Lectura de la Palabra de Dios
Aleluya, aleluya, aleluya.
Quien vive y cree en mí
no morirá jamas.
Aleluya, aleluya, aleluya.
Deuteronomio 6,4-13
Escucha, Israel: Yahveh nuestro Dios es el único Yahveh. Amarás a Yahveh tu Dios con todo tu corazón, con toda tu alma y con toda tu fuerza. Queden en tu corazón estas palabras que yo te dicto hoy. Se la repetirás a tus hijos, les hablarás de ellas tanto si estás en casa como si vas de viaje, así acostado como levantado; las atarás a tu mano como una señal, y serán como una insignia entre tus ojos; las escribirás en las jambas de tu casa y en tus puertas. Cuando Yahveh tu Dios te haya introducido en la tierra que a tus padres Abraham, Isaac y Jacob juró que te daría: ciudades grandes y prósperas que tú no edificaste, casas llenas de toda clase de bienes, que tú no llenaste, cisternas excavadas que tú no excavaste, viñedos y olivares que tú no plantaste, cuando hayas comido y te hayas saciado, cuida de no olvidarte de Yahveh que te sacó del país de Egipto, de la casa de servidumbre. A Yahveh tu Dios temerás, a él le servirás, por su nombre jurarás.
Aleluya, aleluya, aleluya.
Si tú crees, verás la gloria de Dios,
dice el Señor.
Aleluya, aleluya, aleluya.
El texto reproduce la primera redacción de la Shemá, la antigua oración que todo judío todavía recita hoy día. Esta invitación resume toda la teología del libro del Deuteronomio. El creyente está llamado ante todo a escuchar: ese es el inicio de su fe y el corazón de toda su vida. Luego se le invita a amar: "Amarás al Señor, tu Dios, con todo tu corazón, con toda tu alma y con todas tus fuerzas". El amor de Dios es el mandamiento principal del que deriva toda la Ley. Sin amor incluso la Ley, aunque es la compañera de la vida, se convierte en obstáculo e impedimento. Moisés también exhorta a los creyentes, mientras gozan de bienestar, a no olvidar que fue Dios, quien les liberó de la esclavitud de Egipto. Escuchando continua y fielmente el creyente reconoce que solo Dios es su Señor, aquel que lo ama, que lo ha salvado y en quien puede confiar. Abandonándose totalmente a su único Señor el pueblo encuentra la salvación. Observar la Ley permite que Israel siga en el amor de Dios y experimente su fuerza. La alianza con el Señor lo sostendrá cada día liberándolo de todo peligro.

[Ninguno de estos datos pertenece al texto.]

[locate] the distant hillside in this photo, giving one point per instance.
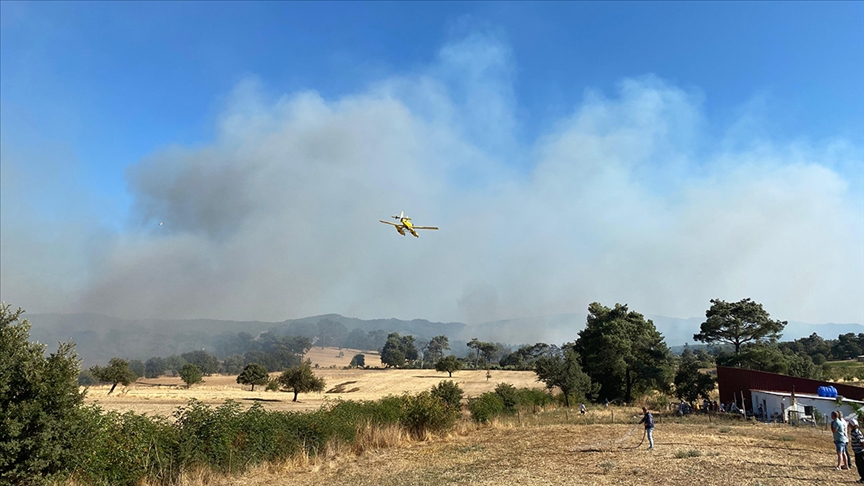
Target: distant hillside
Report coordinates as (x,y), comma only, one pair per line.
(99,338)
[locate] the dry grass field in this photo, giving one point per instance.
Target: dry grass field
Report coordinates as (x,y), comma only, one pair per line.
(550,447)
(540,451)
(162,396)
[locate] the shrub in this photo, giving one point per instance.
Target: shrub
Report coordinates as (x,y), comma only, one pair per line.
(449,393)
(485,407)
(532,397)
(40,404)
(448,364)
(426,413)
(507,393)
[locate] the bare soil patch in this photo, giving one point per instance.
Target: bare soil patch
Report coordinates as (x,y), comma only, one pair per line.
(162,396)
(685,454)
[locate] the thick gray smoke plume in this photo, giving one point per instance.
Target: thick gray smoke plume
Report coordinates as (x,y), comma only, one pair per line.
(627,200)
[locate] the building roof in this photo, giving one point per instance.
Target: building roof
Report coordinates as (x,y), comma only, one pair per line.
(808,396)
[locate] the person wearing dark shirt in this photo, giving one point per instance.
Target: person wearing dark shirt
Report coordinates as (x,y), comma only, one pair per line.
(648,420)
(856,439)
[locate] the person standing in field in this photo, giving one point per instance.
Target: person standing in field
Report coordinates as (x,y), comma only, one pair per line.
(838,428)
(856,440)
(648,420)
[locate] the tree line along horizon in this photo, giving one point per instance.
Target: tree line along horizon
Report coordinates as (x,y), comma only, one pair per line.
(50,433)
(618,356)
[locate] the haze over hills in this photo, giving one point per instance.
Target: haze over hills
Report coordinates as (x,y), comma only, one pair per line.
(99,337)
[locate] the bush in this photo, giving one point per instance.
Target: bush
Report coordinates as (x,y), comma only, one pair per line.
(449,393)
(532,397)
(358,361)
(86,378)
(40,404)
(426,413)
(507,393)
(485,407)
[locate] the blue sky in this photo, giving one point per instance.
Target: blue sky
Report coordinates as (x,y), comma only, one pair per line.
(94,93)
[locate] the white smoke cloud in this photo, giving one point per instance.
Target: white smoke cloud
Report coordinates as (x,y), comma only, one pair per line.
(627,200)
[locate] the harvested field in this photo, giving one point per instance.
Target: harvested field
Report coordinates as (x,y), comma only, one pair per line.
(739,453)
(161,396)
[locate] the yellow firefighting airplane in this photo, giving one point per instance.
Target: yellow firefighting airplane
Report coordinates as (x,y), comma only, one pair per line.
(406,224)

La oración es el corazón de la vida de la Comunidad de Sant’Egidio, su primera “obra”. Cuando termina el día todas las Comunidades, tanto si son grandes como si son pequeñas, se reúnen alrededor del Señor para escuchar su Palabra y dirigirse a Él en su invocación. Los discípulos no pueden sino estar a los pies de Jesús, como María de Betania, para elegir la “mejor parte” (Lc 10,42) y aprender de Él sus mismos sentimientos (cfr. Flp 2,5).
Siempre que la Comunidad vuelve al Señor, hace suya la súplica del discípulo anónimo: “¡Señor, enséñanos a orar” (Lc 11,1). Y Jesús, maestro de oración, continúa contestando: “Cuando oréis, decid: Abbá, Padre”.
Cuando oramos, aunque lo hagamos dentro de nuestro corazón, nunca estamos aislados ni somos huérfanos, porque somos en todo momento miembros de la familia del Señor. En la oración común se ve claramente, además del misterio de la filiación, el de la fraternidad.
Las Comunidades de Sant'Egidio que hay por el mundo se reúnen en los distintos lugares que destinan a la oración y presentan al Señor las esperanzas y los dolores de los hombres y mujeres “vejados y abatidos” de los que habla el Evangelio (Mt 9,37). En aquella gente de entonces se incluyen los habitantes de las ciudades contemporáneas, los pobres que son marginados de la vida, todos aquellos que esperan que alguien les contrate (cfr. Mt 20).
La oración común recoge el grito, la aspiración, el deseo de paz, de curación, de sentido de la vida y de salvación que hay en los hombres y las mujeres de este mundo. La oración nunca es vacía. Sube incesante al Señor para que el llanto se transforme en alegría, la desesperación en felicidad, la angustia en esperanza y la soledad en comunión. Y para que el Reino de Dios llegue pronto a los hombres.